Scott Covert
Lifetime Drawing Edith Bouvier Beale, 2023
£120
Limited edition risograph print, exclusive to House of Voltaire. Signed and numbered by the artist.
Edition Size
50
Dimensions
37. 9 x 28.4 cm
Finishing
Risograph print
The price of the edition increases as it sells out

About The Artwork
For nearly forty years, Covert’s practice has largely evolved around his long-standing Monument and Lifetime Drawing series. His works suggest a confluence of references from folk art to psychedelia, or even the faintly obsessive qualities of fan cultures, while closely recalling Victorian traditions of cataloguing brass and grave rubbings. In his works on paper, Covert carefully fills his drawings with undulating checked patterns, which take upwards of forty hours to complete. Edith Bouvier Beale Sr. and Edith Bouvier Beale Jr., nicknamed Big Edie and Little Edie, were mother and daughter American socialites. Little Edie was a first cousin of Jacqueline Onassis and Lee Bouvier Radziwill. Big and Little Edie are best known for their participation in the 1975 documentary film Grey Gardens by Albert and David Maysles.
About Scott Covert
Covert’s practice has largely concentrated on compositions created from rubbings of gravestones in oil wax pastel. The artist often undertakes cross-country, sometimes decades-long road trips to seek out specific subjects, which he describes as ‘people of character’. His works chronicle a highly-personal index of well-known figures, from jazz musicians to Old Hollywood stars, civil rights activists, underground performers, and victims of crime. These records of celebrities, luminaries, the infamous and notorious are distinctly engaged with the great mythologies and tragedies of 20th Century America.
Based in New York (b.

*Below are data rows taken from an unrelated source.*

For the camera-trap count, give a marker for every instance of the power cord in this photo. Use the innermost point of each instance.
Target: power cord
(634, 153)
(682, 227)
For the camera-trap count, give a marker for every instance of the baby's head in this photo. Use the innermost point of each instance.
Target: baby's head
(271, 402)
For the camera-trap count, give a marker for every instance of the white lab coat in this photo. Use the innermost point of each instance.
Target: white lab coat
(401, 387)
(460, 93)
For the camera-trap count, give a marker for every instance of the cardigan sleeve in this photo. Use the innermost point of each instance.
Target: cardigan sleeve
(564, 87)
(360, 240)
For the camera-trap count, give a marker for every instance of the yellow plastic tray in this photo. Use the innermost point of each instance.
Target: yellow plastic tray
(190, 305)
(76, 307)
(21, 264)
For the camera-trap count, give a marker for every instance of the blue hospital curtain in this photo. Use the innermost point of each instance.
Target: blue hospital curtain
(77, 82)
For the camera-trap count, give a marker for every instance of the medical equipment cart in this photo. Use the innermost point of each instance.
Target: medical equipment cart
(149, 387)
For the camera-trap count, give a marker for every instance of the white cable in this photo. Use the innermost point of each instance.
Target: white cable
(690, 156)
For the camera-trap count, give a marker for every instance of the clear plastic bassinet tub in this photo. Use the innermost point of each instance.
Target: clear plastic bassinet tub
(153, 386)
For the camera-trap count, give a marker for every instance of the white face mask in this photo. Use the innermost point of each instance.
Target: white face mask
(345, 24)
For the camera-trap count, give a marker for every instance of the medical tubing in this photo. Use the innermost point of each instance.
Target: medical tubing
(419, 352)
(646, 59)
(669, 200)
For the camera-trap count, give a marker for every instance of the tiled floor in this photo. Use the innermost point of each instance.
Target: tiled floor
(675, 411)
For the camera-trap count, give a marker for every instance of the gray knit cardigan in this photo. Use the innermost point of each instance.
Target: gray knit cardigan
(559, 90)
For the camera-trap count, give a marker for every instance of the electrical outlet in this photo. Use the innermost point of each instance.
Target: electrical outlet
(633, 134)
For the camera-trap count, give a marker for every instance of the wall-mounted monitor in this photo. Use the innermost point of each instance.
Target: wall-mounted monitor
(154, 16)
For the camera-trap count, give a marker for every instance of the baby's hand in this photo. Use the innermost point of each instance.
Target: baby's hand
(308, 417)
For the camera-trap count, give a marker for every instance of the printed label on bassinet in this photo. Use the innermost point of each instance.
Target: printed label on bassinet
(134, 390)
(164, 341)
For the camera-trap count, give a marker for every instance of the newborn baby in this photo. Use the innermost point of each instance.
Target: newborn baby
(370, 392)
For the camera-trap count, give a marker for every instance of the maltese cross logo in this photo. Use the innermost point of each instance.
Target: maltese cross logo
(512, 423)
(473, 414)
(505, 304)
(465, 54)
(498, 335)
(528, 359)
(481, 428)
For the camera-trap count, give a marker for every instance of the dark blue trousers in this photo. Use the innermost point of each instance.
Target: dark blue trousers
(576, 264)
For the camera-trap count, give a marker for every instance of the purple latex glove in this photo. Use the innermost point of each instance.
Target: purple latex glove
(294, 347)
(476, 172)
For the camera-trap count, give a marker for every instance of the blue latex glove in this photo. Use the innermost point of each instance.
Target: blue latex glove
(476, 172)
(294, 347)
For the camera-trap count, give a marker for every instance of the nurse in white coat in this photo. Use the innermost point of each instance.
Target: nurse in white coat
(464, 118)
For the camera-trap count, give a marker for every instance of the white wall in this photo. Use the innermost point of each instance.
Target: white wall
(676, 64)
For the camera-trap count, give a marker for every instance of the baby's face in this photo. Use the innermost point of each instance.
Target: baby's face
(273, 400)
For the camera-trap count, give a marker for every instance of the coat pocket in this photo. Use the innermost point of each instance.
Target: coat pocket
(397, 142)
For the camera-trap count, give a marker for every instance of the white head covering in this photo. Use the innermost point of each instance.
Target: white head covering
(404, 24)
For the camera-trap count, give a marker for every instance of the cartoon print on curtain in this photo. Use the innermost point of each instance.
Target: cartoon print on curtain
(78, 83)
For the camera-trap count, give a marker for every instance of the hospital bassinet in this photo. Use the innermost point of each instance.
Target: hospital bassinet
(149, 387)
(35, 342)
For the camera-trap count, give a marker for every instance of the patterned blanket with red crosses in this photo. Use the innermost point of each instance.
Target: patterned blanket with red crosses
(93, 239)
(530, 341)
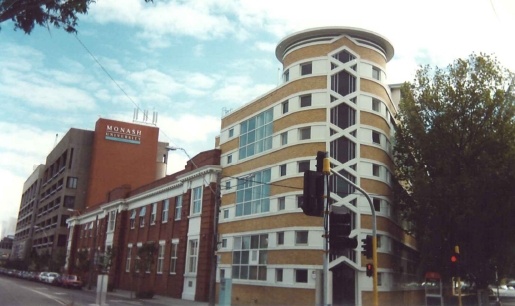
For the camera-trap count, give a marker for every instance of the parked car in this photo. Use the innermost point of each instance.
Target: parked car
(51, 277)
(42, 276)
(71, 281)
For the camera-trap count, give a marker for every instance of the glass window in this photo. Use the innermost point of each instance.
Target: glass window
(377, 204)
(303, 166)
(112, 219)
(193, 256)
(253, 193)
(280, 238)
(133, 218)
(281, 203)
(306, 68)
(250, 257)
(72, 182)
(197, 200)
(142, 214)
(284, 106)
(305, 100)
(376, 73)
(160, 258)
(166, 208)
(256, 134)
(284, 138)
(128, 260)
(376, 137)
(282, 170)
(301, 275)
(375, 170)
(279, 275)
(301, 237)
(178, 207)
(153, 215)
(305, 133)
(173, 257)
(286, 75)
(376, 105)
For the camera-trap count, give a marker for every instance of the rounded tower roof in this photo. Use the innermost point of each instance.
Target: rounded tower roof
(327, 33)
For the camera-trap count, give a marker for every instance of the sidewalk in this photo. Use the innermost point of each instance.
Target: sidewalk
(156, 300)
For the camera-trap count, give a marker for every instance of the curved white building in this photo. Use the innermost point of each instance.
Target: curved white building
(335, 98)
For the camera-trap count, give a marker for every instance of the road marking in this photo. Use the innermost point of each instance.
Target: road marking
(50, 297)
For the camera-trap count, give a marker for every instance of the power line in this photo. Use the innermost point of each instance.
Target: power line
(106, 72)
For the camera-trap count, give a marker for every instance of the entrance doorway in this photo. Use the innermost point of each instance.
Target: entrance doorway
(344, 285)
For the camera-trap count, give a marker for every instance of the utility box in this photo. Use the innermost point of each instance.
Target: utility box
(225, 292)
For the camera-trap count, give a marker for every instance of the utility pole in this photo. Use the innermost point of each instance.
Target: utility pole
(212, 281)
(91, 261)
(374, 236)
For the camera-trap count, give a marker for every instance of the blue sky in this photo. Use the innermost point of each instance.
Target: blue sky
(189, 61)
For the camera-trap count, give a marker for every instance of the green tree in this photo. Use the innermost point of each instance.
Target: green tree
(28, 13)
(455, 153)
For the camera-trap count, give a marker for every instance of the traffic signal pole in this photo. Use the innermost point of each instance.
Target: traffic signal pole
(374, 233)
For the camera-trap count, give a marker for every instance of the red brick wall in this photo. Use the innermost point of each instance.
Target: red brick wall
(116, 163)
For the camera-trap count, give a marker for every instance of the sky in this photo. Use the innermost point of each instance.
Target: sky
(190, 62)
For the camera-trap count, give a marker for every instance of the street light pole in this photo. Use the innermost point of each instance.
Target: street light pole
(48, 239)
(374, 236)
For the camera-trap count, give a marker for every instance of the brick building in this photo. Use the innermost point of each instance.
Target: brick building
(173, 216)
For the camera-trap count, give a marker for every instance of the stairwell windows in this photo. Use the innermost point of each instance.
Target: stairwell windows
(306, 68)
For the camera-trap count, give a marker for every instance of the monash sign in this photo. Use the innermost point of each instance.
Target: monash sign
(123, 134)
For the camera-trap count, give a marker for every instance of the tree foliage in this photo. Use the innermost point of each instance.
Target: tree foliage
(28, 13)
(455, 151)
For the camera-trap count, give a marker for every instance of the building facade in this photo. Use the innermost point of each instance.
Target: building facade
(334, 98)
(158, 237)
(26, 215)
(84, 166)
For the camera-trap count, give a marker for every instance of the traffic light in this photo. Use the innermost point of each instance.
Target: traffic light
(340, 227)
(366, 247)
(313, 194)
(455, 262)
(370, 270)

New Jersey, 1954), Covert was a collaborator with Off-Broadway theatre companies in the late ’70s and was a founding member of Playhouse 57 at the storied Club 57 in the East Village. Throughout this formative period, Covert was immersed in New York’s downtown nightlife and cultural milieu, where his friends and contemporaries included writer and actress Cookie Mueller, as well as poet and artist Rene Ricard, who both encouraged him to develop his artistic practice.
In 2017 his solo exhibition, The Dead Supreme, was on view simultaneously at Situations and Fierman Gallery, both New York, and his work has been exhibited at Mark Moore Gallery, Santa Monica, CA; Makeshift Gallery, Provincetown, MA; Finesilver Gallery, San Antonio, TX; The Fun Gallery New York, NY; and in Found Objects, curated by Keith Haring at Club 57 New York, NY. His work featured prominently in Club 57: Film, Performance, and Art in the East Village, 1978-1983 at MoMA, New York (2018), the first major exhibition to fully examine the scene-changing, interdisciplinary life of this seminal downtown New York alternative space.
A major survey exhibition of his work was presented at NSU Art Museum Fort Lauderdale until April 2023. The artist had his first solo exhibition outside of the US at Studio Voltaire in 2023.